How to Trace the Root Cause of Application Performance Issues Across the Full Stack
This article explores the challenges of locating performance bottlenecks in apps, browsers, networks, and servers, explains the evolution of Application Performance Management (APM) at a global DevOps conference, and introduces a full‑stack tracing solution that integrates client, mobile, and cloud monitoring.
During DevOps we often encounter these problems: How to quickly pinpoint the cause when an app becomes slow. How to distinguish whether website slowness is due to network issues or backend code. How to identify if severe page performance loss stems from page structure or resource request delays. How to accurately trace the root cause of complex cross‑system performance issues.
On September 23‑24, 2016, the GOPS2016 Global Operations Conference was held in Shanghai. Vice President of R&D at Tingyun, Liao Xiongjie, delivered a talk titled “Strategic Planning – Tracing the Root Cause of Application Performance Issues,” discussing performance problems in complex delivery chains and how to trace them from app, browser to server, especially under micro‑service architectures. A post‑event interview followed.
▲ Liao Xiongjie, Vice President of R&D, Tingyun
In the Internet era, enterprises rely heavily on IT systems, making user‑experience‑centric operations essential. Personalized user demands push companies to seek long‑term success of applications and continuous delivery capabilities, prompting a focus on user experience.
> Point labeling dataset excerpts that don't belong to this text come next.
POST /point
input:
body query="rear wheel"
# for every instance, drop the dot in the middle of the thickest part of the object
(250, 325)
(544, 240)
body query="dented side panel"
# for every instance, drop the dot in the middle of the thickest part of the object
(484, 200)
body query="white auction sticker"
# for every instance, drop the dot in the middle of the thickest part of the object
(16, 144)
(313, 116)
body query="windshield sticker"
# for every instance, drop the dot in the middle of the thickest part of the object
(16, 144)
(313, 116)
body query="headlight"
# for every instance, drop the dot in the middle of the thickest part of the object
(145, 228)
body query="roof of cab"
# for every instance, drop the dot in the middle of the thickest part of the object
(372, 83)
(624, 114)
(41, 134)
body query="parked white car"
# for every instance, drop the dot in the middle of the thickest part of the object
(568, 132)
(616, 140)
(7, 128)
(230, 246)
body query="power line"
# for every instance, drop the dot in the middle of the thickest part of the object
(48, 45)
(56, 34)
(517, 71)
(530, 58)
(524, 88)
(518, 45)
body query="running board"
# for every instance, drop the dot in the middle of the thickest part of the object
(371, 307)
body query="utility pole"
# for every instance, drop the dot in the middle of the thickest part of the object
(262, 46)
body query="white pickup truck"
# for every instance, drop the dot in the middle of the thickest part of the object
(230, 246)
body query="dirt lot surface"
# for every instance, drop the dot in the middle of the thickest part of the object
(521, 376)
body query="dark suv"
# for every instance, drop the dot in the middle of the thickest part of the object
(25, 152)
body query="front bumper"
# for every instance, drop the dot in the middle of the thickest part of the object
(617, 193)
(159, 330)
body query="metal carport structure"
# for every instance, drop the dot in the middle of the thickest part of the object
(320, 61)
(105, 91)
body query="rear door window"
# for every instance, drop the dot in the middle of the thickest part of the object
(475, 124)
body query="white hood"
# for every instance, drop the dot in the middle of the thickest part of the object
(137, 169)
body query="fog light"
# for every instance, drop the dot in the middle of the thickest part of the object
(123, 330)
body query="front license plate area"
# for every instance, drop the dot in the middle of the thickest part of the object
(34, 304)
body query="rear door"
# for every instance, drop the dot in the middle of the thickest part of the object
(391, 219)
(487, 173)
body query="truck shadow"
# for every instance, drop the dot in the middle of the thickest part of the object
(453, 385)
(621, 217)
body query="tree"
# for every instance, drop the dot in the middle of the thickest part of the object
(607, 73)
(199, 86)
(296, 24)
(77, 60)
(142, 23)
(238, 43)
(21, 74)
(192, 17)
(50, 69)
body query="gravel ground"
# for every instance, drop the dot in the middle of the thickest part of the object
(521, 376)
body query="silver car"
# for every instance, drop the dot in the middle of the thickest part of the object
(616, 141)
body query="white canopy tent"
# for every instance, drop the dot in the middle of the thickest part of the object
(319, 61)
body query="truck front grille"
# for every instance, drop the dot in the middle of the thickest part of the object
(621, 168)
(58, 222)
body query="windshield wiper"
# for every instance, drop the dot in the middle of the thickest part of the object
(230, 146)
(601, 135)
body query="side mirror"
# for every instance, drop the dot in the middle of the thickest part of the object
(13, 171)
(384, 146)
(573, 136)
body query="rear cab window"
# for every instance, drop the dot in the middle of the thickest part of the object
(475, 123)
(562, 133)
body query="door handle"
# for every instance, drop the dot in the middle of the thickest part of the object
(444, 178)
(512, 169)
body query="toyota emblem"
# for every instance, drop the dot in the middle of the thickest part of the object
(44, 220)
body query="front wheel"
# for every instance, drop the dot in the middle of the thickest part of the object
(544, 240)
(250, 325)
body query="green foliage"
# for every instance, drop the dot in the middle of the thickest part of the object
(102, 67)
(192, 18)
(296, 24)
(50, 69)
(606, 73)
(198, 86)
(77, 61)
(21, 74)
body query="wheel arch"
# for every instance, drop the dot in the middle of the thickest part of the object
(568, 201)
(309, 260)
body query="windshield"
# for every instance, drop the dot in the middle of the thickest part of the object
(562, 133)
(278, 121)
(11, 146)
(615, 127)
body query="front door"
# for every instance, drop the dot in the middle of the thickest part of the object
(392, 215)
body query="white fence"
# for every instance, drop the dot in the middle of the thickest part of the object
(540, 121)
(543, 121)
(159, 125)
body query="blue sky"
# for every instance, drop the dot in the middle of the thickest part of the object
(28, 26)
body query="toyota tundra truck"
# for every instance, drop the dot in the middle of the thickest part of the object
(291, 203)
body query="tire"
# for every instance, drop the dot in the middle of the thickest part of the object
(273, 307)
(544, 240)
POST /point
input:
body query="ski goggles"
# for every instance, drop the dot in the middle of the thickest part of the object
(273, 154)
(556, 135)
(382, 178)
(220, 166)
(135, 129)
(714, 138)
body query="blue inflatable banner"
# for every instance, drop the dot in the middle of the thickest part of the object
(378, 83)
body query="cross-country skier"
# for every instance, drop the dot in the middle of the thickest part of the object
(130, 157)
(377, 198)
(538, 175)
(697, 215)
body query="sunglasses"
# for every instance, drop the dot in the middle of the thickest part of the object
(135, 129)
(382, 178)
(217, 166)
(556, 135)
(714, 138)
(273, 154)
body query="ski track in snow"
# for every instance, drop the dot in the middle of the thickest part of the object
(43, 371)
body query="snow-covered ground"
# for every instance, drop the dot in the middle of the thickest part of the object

Meanwhile, the proliferation of mobile Internet and cloud computing has reshaped business models; the "cloud‑manage‑endpoint" architecture is becoming the new norm, and mobile apps dominate the battlefield. Large internet giants dominate the market, leaving many companies struggling to maintain application performance despite heavy investment.
Application Performance Management (APM) is defined by Baidu Baike as a newer network‑management discipline that monitors and optimizes critical business applications, improving reliability, quality, user service, and reducing total IT cost.
APM Is the Industry Standard
Liao noted that Tingyun celebrated its tenth anniversary, during which its APM journey evolved from client‑side to server‑side, from external to internal, from PC to mobile, and from proactive to passive monitoring. Early products focused on proactive web‑app testing (Tingyun Network) addressing web‑app experience, IDC/CDN/cloud selection, network optimization, and competitor performance comparison.
Since 2009, Tingyun explored mobile Internet APM, launching simulated mobile monitoring, real‑device monitoring, and the Tingyun App product to address performance issues in weak mobile networks, diverse devices, and operating systems.
Client‑side APM revealed network and terminal‑layer issues, but problems behind firewalls remained unsolvable, prompting server‑side APM development in 2013 and the release of Tingyun Server in 2014, which monitors code, databases, NoSQL, and other backend services. In 2015, Tingyun Browser was introduced for browser‑side monitoring.
Full‑Stack Tracing – Connecting the Entire Application Flow
Liao questioned whether a single APM model can solve all monitoring challenges in today’s increasingly complex operations.
Modern development spans servers, mobile devices, browsers, and even mini‑programs within platforms like WeChat, creating intricate interaction chains.
How can we monitor quickly and, when issues arise, precisely locate whether they stem from network, mobile, browser, or server performance? Tingyun’s full‑stack tracing was born from this need.
Full‑stack tracing aggregates fragmented problems and serially pinpoints their origins, enabling both developers and operations engineers to locate issues directly and resolve them efficiently.
Today, Tingyun’s solution covers client‑to‑server, browser‑to‑server, network‑to‑server, and inter‑server tracing, helping DevOps rapidly troubleshoot performance across diverse business logic.
Tingyun’s Focus and the Future of APM
Many industries are moving toward SaaS, and APM is no exception. Migrating to the cloud and adopting elastic deployments are inevitable under the trend of internet‑centric applications. APM providers must continuously refine technology and services to adapt to cloud environments.
Big data advances will also drive APM evolution. As SaaS APM services collect massive real‑user performance data, leveraging machine learning and data mining to extract value—such as predicting potential performance failures and offering proactive assessments—becomes crucial.
In the coming years, Tingyun will continue focusing on APM R&D, emphasizing mobile, cloud, and big data. Mobile support will expand to more device types, platforms, H5, and hybrid apps.
On the cloud side, Tingyun will collaborate closely with major cloud providers to deliver simple, user‑friendly cloud‑based APM products across multiple platforms.
In data analysis, Tingyun plans deeper mining of collected massive datasets, delivering richer industry performance reports and data services, exemplified by products like Tingyun Controller and Tingyun API Index.